A lithium-ion battery exploded today at GM’s technical center in Warren, Michigan, with two people being taken to a hospital, David Frederick, the city’s fire chief, said in a telephone interview. An “incident” occurred about 8:45 a.m. in a laboratory conducing “extreme testing on a prototype battery” unrelated to the Volt, GM said in e-mailed statements.
The battery explosion comes as GM seeks to reassure consumers about the safety of the Volt, which uses lithium-ion batteries. Volt sales were hurt after a U.S. investigation into battery fires was announced in November. The U.S. closed the probe in January, saying the Volt and other electric vehicles pose no more fire risk than other cars.
“The headlines are not positive for lithium-ion and General Motors,” Dennis Virag, president of Automotive Consulting Group in Ann Arbor, Michigan, said in a telephone interview. “It does bring up the subject of the dangers associated with batteries.”
“When the crews were on the scene, they reported smoke but not a lot of fire,” Frederick said. Five employees were evaluated by medical personnel and one received further treatment, GM said.
Volt Sales Target
The Warren center is where GM, the world’s largest automaker, developed the Volt and researches electric-vehicle batteries.
The automaker aims to boost sales of the $39,000 Volt to more than 3,000 a month, Chief Executive Officer Dan Akerson said in an interview last week with Bloomberg Radio scheduled for broadcast next month. The best month of U.S. sales of the Volt so far was 2,289 in March.
“It seems like we’ve sustained ourselves through this difficult period,” Akerson said. “We hope to get up to 3,000- plus in the coming months and are certainly positioning it.”
GM said last week that Volt production will resume April 16, a week earlier than planned following March’s sales improvement.

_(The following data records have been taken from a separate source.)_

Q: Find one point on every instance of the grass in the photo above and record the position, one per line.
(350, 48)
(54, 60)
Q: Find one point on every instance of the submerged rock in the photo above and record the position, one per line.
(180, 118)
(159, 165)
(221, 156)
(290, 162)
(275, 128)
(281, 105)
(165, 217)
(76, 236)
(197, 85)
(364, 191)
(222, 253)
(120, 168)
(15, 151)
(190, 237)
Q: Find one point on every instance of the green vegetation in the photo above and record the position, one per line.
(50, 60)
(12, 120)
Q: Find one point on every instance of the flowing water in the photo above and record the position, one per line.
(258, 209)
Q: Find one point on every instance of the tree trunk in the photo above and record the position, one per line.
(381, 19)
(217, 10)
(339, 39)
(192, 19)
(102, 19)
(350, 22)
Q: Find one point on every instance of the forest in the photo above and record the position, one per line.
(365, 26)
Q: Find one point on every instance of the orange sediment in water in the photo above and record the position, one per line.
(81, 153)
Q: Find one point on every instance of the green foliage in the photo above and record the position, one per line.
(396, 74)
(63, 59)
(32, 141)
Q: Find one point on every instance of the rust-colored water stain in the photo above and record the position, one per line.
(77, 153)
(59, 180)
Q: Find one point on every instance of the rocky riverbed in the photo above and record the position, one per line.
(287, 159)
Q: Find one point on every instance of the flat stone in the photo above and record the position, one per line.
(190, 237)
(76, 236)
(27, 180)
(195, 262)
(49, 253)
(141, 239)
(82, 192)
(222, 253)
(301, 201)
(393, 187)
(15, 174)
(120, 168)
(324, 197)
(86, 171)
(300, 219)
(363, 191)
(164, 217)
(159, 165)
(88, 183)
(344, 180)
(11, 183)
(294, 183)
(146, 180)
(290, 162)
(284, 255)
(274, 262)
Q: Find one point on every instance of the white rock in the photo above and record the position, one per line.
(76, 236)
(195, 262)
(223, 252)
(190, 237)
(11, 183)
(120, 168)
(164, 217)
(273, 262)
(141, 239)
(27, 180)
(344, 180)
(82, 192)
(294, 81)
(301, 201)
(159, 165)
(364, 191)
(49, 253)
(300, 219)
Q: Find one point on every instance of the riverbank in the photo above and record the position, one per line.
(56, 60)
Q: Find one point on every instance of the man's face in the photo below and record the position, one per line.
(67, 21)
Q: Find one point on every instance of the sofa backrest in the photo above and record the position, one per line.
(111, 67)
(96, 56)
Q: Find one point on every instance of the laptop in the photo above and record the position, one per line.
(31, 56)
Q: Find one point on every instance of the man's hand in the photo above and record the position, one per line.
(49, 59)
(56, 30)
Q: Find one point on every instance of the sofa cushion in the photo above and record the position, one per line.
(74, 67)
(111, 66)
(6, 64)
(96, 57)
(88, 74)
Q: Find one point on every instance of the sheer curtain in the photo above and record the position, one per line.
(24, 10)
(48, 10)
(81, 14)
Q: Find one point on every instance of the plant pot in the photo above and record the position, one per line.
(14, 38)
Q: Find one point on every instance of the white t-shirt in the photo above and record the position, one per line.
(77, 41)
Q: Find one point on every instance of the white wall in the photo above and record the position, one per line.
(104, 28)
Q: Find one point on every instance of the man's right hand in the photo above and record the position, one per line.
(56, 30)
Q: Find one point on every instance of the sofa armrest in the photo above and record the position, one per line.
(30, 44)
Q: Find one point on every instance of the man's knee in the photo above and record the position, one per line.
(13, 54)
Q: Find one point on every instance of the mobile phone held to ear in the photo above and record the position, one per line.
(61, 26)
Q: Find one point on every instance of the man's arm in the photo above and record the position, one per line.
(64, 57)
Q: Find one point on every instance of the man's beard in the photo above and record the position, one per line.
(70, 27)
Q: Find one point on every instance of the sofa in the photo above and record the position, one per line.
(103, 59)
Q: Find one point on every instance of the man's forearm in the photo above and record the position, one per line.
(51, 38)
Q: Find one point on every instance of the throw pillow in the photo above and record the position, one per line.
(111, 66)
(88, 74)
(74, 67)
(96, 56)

The automaker had said it would halt production in early March after selling 1,023 Volts in February and 603 in January, below the rate needed to meet Akerson’s goal of 45,000 deliveries in the U.S. this year.
Today’s explosion caused a fire that was extinguished, Kevin Kelly, a GM spokesman, said in a telephone interview. The building was evacuated and all employees have been accounted for, GM said in its statement.
“When you have high-energy density, whether it’s in gasoline or diesel fuel or batteries or whatever, you’re going to have potential problems,” David Cole, chairman emeritus for the Center for Automotive Research in Ann Arbor, Michigan, said in an interview at a U.S. Army fuel-economy event elsewhere in Warren. “When you’re developing new technologies and trying to improve batteries, this is sort of par for the course.”
GM rose 1.3 percent to $24.03 at the close in New York.